Still thinking it over, I looked at Director Armstrong. "If I decided to do it now, can you call ahead to Ellisburg and let them know I'm coming, and warn them to be on alert in case something goes wrong anyway?" Because Eagleton had nearly gone disastrously wrong, and I liked to think I could learn from my mistakes.

He gave me a short, sharp nod. "I can definitely do that. So, you're going to do it?"

I took a deep breath, then let it out slowly. Mrs Pelham was watching me closely, and I gave her what I hoped was a confident nod. "Yeah, I think so. It's not gonna be any easier if I do it tomorrow or next week, and by then things might've changed for the worse."

Mrs Pelham and I both ignored Vicky's small fist-pump and muttered, "yes!". Instead, she looked thoughtfully at me as Director Armstrong pulled out his phone and made a call.

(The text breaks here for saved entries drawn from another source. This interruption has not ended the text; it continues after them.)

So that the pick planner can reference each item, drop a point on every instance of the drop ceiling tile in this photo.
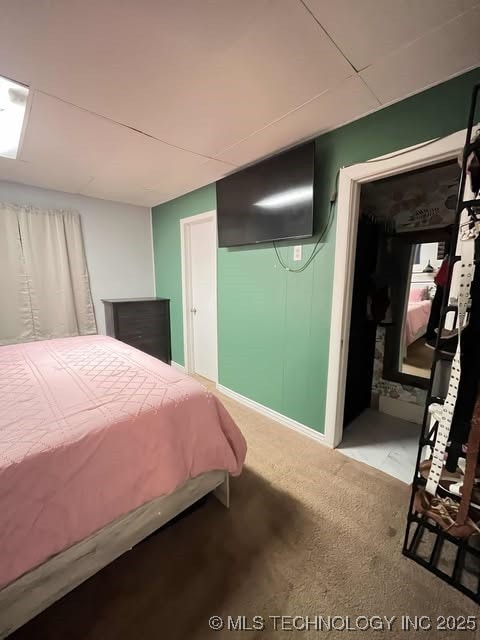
(121, 160)
(208, 172)
(120, 193)
(447, 51)
(58, 178)
(201, 80)
(367, 30)
(346, 102)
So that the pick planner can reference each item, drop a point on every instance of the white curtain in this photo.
(44, 284)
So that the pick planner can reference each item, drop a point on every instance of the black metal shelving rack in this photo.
(454, 560)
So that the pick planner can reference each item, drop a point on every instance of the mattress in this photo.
(90, 429)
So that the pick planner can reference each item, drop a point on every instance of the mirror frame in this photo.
(393, 334)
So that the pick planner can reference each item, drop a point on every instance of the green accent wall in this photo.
(274, 325)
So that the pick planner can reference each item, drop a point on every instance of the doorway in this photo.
(350, 183)
(199, 294)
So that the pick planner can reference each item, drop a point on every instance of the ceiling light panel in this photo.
(13, 102)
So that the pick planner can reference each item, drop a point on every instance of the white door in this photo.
(203, 297)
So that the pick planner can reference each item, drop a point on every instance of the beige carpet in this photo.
(309, 532)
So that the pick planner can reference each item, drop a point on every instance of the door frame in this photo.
(349, 186)
(185, 226)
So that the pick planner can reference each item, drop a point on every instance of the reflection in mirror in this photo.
(421, 309)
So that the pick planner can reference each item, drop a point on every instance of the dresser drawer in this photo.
(154, 347)
(145, 319)
(142, 323)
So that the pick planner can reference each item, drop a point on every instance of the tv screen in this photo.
(271, 200)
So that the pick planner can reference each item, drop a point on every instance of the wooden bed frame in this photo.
(36, 590)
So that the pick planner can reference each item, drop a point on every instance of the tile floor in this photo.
(383, 442)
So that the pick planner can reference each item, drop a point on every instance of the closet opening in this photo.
(404, 227)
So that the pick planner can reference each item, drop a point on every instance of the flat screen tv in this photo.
(271, 200)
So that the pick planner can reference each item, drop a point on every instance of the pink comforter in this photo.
(416, 322)
(90, 429)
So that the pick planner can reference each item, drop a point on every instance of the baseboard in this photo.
(274, 415)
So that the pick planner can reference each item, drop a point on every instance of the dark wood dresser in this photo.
(143, 323)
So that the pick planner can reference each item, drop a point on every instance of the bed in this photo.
(100, 444)
(418, 314)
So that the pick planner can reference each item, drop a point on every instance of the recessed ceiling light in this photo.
(13, 102)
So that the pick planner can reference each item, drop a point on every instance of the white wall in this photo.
(118, 241)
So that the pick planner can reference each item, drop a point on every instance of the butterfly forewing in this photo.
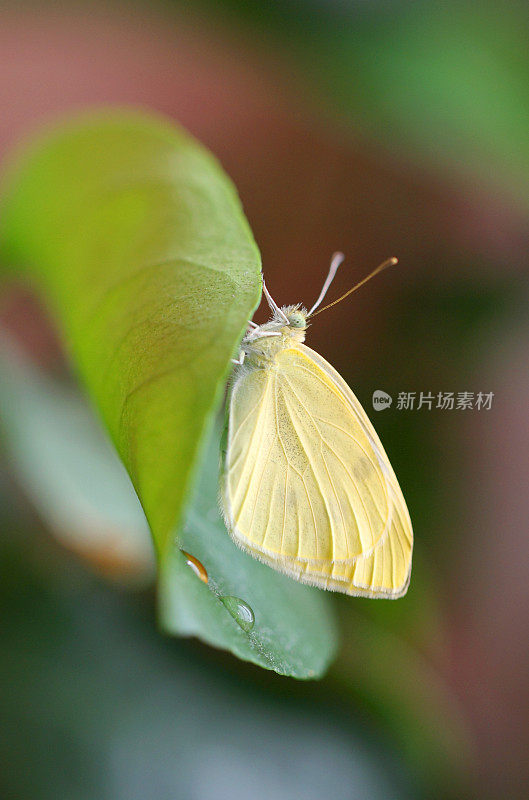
(307, 486)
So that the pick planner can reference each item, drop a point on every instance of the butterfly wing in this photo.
(307, 486)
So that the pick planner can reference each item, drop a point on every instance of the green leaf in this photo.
(137, 241)
(294, 631)
(70, 472)
(79, 487)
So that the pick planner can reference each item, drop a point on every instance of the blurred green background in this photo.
(379, 129)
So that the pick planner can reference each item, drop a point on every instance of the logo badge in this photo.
(381, 400)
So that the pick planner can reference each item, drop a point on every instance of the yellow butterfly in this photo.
(306, 484)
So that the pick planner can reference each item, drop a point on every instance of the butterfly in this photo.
(306, 486)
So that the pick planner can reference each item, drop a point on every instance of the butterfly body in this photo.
(306, 484)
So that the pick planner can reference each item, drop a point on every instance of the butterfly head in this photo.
(296, 316)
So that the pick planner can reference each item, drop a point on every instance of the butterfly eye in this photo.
(297, 320)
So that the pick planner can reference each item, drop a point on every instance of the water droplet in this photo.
(240, 611)
(196, 565)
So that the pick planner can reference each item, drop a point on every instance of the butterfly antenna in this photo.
(336, 260)
(390, 262)
(273, 305)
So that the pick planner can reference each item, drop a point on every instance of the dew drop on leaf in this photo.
(197, 566)
(240, 611)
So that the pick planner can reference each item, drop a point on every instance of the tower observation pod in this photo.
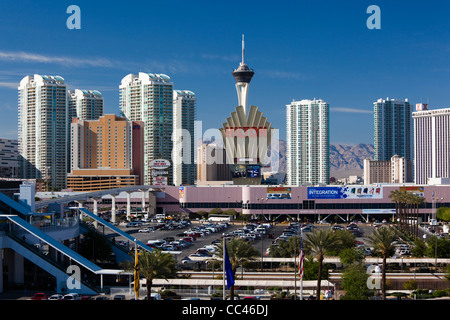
(243, 75)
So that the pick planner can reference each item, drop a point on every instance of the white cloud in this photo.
(349, 110)
(63, 60)
(9, 85)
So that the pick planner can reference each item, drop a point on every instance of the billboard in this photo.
(180, 192)
(159, 164)
(246, 171)
(348, 192)
(278, 193)
(414, 190)
(238, 171)
(253, 171)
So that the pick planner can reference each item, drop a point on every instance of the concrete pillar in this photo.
(128, 205)
(113, 209)
(143, 201)
(95, 210)
(80, 205)
(1, 270)
(18, 268)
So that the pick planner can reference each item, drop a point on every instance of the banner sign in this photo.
(278, 193)
(349, 192)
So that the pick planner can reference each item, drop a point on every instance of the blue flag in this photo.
(228, 268)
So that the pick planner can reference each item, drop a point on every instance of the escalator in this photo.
(59, 270)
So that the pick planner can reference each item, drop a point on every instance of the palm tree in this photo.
(318, 243)
(153, 264)
(382, 240)
(289, 248)
(395, 197)
(239, 251)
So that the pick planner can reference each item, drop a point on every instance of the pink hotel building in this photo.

"You know I'm not telling you not to do it," she said. "I just want you to be sure in your own mind that this is what you believe you should do, not based on anyone else's thoughts on the matter."

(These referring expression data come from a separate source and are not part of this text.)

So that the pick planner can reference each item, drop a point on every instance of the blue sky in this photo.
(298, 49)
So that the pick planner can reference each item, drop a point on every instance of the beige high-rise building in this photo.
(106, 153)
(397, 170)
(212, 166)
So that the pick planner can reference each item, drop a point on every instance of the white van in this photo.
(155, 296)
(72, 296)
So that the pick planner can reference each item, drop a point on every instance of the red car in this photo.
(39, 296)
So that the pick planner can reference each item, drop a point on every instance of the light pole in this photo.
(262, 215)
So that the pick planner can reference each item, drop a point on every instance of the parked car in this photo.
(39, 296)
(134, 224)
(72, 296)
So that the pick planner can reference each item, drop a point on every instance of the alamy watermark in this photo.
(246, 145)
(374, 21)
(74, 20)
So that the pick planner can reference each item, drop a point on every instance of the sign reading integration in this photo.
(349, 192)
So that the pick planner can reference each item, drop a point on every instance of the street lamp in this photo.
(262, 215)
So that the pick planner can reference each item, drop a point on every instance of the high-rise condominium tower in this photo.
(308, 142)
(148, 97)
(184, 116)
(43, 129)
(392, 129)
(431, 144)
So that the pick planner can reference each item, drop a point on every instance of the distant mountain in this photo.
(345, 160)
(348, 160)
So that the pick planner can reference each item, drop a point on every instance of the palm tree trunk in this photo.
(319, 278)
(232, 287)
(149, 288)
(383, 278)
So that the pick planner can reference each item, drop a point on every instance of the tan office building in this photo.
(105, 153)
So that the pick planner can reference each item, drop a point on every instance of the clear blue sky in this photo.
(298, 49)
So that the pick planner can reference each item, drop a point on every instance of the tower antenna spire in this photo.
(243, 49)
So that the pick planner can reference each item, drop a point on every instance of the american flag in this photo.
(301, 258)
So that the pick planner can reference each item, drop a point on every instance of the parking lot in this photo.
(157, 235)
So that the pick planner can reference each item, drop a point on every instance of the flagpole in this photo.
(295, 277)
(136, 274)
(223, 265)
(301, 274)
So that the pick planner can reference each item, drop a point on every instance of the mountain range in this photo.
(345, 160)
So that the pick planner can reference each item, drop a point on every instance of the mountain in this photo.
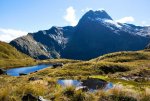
(9, 52)
(95, 34)
(11, 57)
(44, 44)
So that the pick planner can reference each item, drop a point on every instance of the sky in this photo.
(18, 17)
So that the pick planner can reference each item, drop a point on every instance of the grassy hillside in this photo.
(10, 57)
(133, 66)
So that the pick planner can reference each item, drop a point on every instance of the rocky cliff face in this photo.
(95, 34)
(44, 44)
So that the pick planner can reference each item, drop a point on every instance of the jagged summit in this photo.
(95, 34)
(99, 14)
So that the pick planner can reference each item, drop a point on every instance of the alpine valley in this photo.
(99, 59)
(95, 34)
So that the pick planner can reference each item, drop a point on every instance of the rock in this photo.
(93, 83)
(29, 97)
(34, 78)
(2, 71)
(21, 74)
(57, 65)
(40, 98)
(95, 34)
(82, 88)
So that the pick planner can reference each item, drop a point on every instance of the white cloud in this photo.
(126, 19)
(70, 16)
(9, 34)
(86, 9)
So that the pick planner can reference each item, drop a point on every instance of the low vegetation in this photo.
(10, 57)
(128, 71)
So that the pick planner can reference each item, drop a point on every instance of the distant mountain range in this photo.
(95, 34)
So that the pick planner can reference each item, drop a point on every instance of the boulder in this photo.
(34, 79)
(57, 65)
(93, 83)
(29, 97)
(2, 71)
(21, 74)
(82, 88)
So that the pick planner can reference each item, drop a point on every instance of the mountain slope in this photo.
(10, 57)
(44, 44)
(95, 34)
(98, 34)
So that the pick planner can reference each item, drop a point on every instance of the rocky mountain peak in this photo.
(99, 14)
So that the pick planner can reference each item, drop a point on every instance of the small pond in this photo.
(92, 85)
(26, 70)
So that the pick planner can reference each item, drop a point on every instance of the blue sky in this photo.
(17, 17)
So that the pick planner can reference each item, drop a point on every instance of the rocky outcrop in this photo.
(2, 71)
(44, 44)
(148, 46)
(95, 34)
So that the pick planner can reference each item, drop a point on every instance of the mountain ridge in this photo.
(95, 34)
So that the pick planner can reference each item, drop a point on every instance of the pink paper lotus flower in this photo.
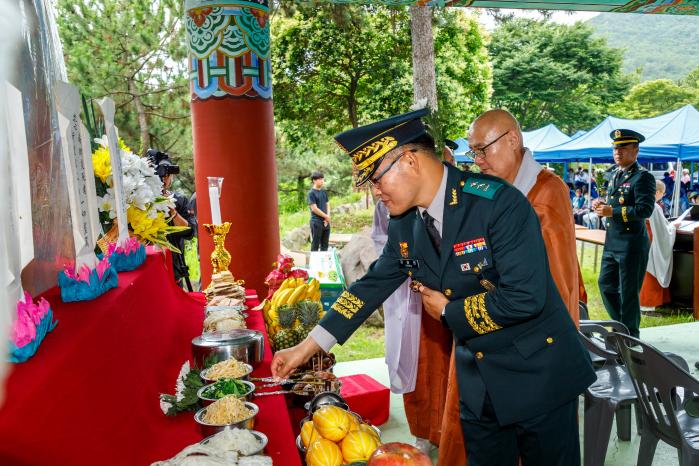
(130, 246)
(28, 317)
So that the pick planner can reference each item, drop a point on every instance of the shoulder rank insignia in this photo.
(454, 197)
(481, 187)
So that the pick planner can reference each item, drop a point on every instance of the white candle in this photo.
(215, 206)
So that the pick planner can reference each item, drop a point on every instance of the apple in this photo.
(398, 454)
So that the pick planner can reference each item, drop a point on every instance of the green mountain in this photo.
(662, 46)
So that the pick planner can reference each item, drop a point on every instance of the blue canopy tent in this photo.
(666, 138)
(669, 137)
(535, 140)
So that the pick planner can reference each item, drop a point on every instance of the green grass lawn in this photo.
(366, 343)
(661, 316)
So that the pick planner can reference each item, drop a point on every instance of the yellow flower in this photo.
(123, 146)
(151, 230)
(102, 164)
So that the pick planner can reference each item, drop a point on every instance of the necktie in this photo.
(432, 231)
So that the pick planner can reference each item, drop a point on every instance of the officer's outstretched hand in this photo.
(433, 301)
(287, 360)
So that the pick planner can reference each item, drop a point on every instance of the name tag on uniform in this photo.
(409, 264)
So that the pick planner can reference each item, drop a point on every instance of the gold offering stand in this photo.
(220, 258)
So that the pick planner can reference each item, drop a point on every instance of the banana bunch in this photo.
(291, 291)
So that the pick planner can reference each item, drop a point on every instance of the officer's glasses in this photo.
(480, 151)
(375, 180)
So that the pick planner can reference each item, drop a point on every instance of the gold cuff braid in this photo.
(347, 305)
(477, 315)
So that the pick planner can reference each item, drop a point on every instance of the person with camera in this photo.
(181, 215)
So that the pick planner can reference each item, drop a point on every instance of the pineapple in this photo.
(286, 337)
(309, 315)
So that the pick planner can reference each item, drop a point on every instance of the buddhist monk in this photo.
(550, 198)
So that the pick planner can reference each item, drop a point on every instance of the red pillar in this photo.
(233, 132)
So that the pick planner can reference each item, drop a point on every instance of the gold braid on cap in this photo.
(369, 154)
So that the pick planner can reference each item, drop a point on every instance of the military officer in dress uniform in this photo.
(630, 201)
(472, 246)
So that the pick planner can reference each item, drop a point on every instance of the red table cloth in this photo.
(90, 394)
(366, 397)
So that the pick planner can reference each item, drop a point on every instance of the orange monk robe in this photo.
(551, 201)
(424, 407)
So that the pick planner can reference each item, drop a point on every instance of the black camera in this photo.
(161, 163)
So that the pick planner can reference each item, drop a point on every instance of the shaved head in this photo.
(498, 120)
(496, 138)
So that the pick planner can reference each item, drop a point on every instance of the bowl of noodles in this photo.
(228, 369)
(227, 413)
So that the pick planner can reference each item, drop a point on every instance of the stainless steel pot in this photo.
(245, 345)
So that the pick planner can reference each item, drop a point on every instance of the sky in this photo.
(558, 16)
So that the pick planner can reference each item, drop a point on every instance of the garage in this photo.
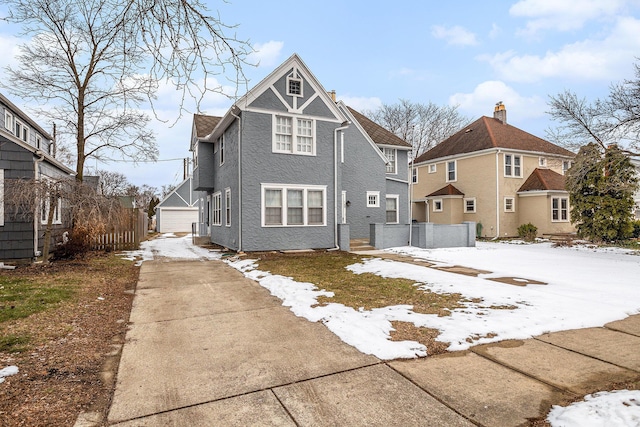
(176, 220)
(178, 210)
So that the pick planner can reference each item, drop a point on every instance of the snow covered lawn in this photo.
(585, 287)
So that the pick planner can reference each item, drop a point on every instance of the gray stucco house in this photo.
(179, 209)
(26, 152)
(288, 167)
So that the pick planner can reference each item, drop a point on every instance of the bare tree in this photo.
(93, 64)
(421, 125)
(112, 183)
(612, 120)
(142, 195)
(63, 200)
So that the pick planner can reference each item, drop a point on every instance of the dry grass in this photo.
(60, 348)
(327, 270)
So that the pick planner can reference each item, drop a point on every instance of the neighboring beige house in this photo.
(496, 175)
(636, 197)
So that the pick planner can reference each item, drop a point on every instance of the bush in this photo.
(636, 229)
(528, 232)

"Yeah, I'm certain," I said. "Like I said, it's gotta be done. He murdered the whole town, once upon a time. Doesn't that level of serial killing from a cape usually rate a kill order?" I wasn't exactly trying to talk myself into it believing my own words, but I sure as hell wasn't trying to talk myself out of it either.

"It usually does, yes, but you're not yet eighteen," she reminded me, being vague about my age on general principles. "Trust me when I say that killing someone at your age, no matter how needful it is, leaves a mark that never really goes away."

She wasn't just saying the words. I got the impression that she was speaking from personal experience. For all I knew, she was. My own entry into the world of capes had been so traumatic that I'd temporarily forgotten everything about my life, including my own name. I had no idea what she'd gone through, back when she triggered with powers.

"If not me, who?" I asked quietly. "Killing's something you can't undo; I get that. The robots in Eagleton did their best to kill me before I got on top of the situation, but I still regret that they had to die. Same with Nilbog. I'm not happy about everything that's led up to this point, yet here we are."

The three major events, of course, were that Nilbog had taken over Ellisburg, killing thousands; I'd triggered with powers and been pushed by events into becoming something not too far short of an Endbringer; and Director Piggot had asked me to do something about Nilbog. I could literally do nothing to change any of those things. The one I'd had most control over was the Director's request, and I'd said yes before I really knew what I was getting into. Awkward situation or no, I preferred to bull on through rather than back away from something I'd started.

Story of my life, really.

"Here we are," she echoed with a sad nod. "Alright then, we'll give you all the backup we can, and if you need someone to talk to afterward and you don't feel like sharing this burden with your father, I'll be there to listen."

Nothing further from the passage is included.